Late Night Date & Custard Pie
By yasmine • May 17, 2015
This Date & Custard Pie is a result of a ready-made pie crust from Gourmet and the love for black dates on a cold winter night! I had the remaining dates in the fridge cut in half and placed face down on that pie crust -and kept going back and forth looking at it and thinking what should I do next! It obviously needed a creamy topping – so I opted for a traditional custard (I had the ingredients for it) Result? Not traditional at all! Move away pumpkin pies and apple pies – the Egyptian date pie is here!

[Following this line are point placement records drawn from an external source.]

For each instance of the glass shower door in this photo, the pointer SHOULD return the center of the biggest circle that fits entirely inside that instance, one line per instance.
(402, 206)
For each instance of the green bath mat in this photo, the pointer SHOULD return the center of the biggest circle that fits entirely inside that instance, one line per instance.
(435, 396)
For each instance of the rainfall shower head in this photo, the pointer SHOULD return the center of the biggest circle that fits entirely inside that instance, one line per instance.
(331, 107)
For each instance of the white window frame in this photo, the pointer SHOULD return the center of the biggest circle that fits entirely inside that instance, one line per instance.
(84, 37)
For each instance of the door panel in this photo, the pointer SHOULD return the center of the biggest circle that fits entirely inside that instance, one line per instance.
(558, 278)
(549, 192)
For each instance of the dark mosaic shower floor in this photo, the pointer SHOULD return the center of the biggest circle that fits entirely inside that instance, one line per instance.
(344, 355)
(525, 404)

- ½ kg dates (peeled, pitted & halved) - بلح
- 1 pie crust (20cm diameter ready-baked pie crust or pie crust dough) - شورت كراست
- 1½ cup milk - لبن
- 2 eggs - بيض
- ½ teaspoon vanilla extract - خلاصة الفانيليا
- ¼ cup sugar - سكر
- pinch nutmeg - جوزة الطيب
- pinch salt - ملح
Step by step
- Preheat oven to 220C.
- Place the date halves face down on the pie crust to cover the whole bottom. You can also place a couple of date pieces as a second row.
- To prepare the custard, heat the milk. Meanwhile, whisk eggs with vanilla, sugar, salt and nutmeg.
- Add little hot milk on the eggs mixture and whisk further to temper it. Then continue to add the hot milk slowly as you whisk.
- Pour the custard mix on the dates and place the pie in the middle of the oven as you decrease temperature to 180C. It should bake for 50-60 min if the crust was still uncooked – and 40 minutes if the crust is precooked.